For the subfield of state-space models and RNN variants, Mamba’s journey is not over. The authors are likely working on a revised version (they’ve already shown some fixes like the H3 comparison in the rebuttal). If Mamba (or a "Mamba v2") manages to address the concerns and get published, it could validate the approach and give a boost to non-transformer sequence models. As one blog noted, companies and researchers are probably already testing Mamba’s ideas at larger scales to see if the performance holds up (Mamba: The Easy Way). If it does, it could influence the design of future large language models, offering a path to more efficient long-context processing. In a broader sense, the rejection sparked such a big conversation that it actually drew more attention to the work. Inadvertently, the controversy put Mamba on more people’s radar, which might accelerate progress (the old "any publicity is good publicity" adage).

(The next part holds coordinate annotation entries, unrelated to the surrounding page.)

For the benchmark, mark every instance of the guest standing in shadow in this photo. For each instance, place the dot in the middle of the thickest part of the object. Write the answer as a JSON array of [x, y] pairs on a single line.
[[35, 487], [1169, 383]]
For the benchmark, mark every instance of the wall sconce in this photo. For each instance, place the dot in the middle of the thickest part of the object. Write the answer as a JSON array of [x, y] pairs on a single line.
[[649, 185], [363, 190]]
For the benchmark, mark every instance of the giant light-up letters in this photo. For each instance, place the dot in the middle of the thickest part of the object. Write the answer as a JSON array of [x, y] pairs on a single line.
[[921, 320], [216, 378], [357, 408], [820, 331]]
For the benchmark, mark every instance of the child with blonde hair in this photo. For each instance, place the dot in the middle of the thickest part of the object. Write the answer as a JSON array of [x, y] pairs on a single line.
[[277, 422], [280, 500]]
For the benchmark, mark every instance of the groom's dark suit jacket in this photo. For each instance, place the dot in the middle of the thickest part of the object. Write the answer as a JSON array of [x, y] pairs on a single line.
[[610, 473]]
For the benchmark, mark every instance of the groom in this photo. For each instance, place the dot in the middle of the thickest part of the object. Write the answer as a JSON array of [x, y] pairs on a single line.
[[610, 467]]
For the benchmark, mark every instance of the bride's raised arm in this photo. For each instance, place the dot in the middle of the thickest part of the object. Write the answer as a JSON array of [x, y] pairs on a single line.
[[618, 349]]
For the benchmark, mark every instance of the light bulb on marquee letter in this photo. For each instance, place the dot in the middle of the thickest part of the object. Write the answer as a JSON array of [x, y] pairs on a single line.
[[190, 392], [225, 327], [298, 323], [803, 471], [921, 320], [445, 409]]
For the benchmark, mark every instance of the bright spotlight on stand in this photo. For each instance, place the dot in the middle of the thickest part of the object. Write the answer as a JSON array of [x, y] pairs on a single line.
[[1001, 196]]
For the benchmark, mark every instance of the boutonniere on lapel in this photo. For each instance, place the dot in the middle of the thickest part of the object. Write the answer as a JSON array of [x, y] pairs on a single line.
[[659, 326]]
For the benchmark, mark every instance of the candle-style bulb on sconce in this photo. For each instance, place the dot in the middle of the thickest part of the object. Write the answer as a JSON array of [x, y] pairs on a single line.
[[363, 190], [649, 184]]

Finally, this incident might cause researchers to reflect on benchmarking and evaluation practices in sequence modeling. Should we continue relying on benchmarks like LRA? How do we balance demonstrating real-world impact (e.g. long document tasks) versus standardized tests? Mamba opened up those questions. Some feel that clinging to facile benchmarks can hold the field back, so perhaps the community will develop new, more relevant benchmarks for long-context models as a result.

In conclusion, the rejection of Mamba at ICLR 2024 was not just a single paper’s setback; it became a talking point that provided a multi-perspective lesson. The official reasons boiled down to "promising idea, but show us more," focusing on technical rigor, clarity, and completeness. The public reaction ranged from "the reviewers had a point" to "the reviewers missed the point", highlighting a healthy tension in how we assess new research. Were the critiques fair? In part yes, though many argue they were a bit too conservative. The silver lining is that Mamba’s ideas are now out in the open and being refined, and the whole episode could inspire better evaluations and perhaps more balanced reviewing of bold research. In the fast-evolving field of sequence modeling, the Mamba story is a reminder that innovation often comes hand-in-hand with controversy – and that the path to acceptance (both social and academic) may require not just a great idea, but also the right evidence presented in the right way.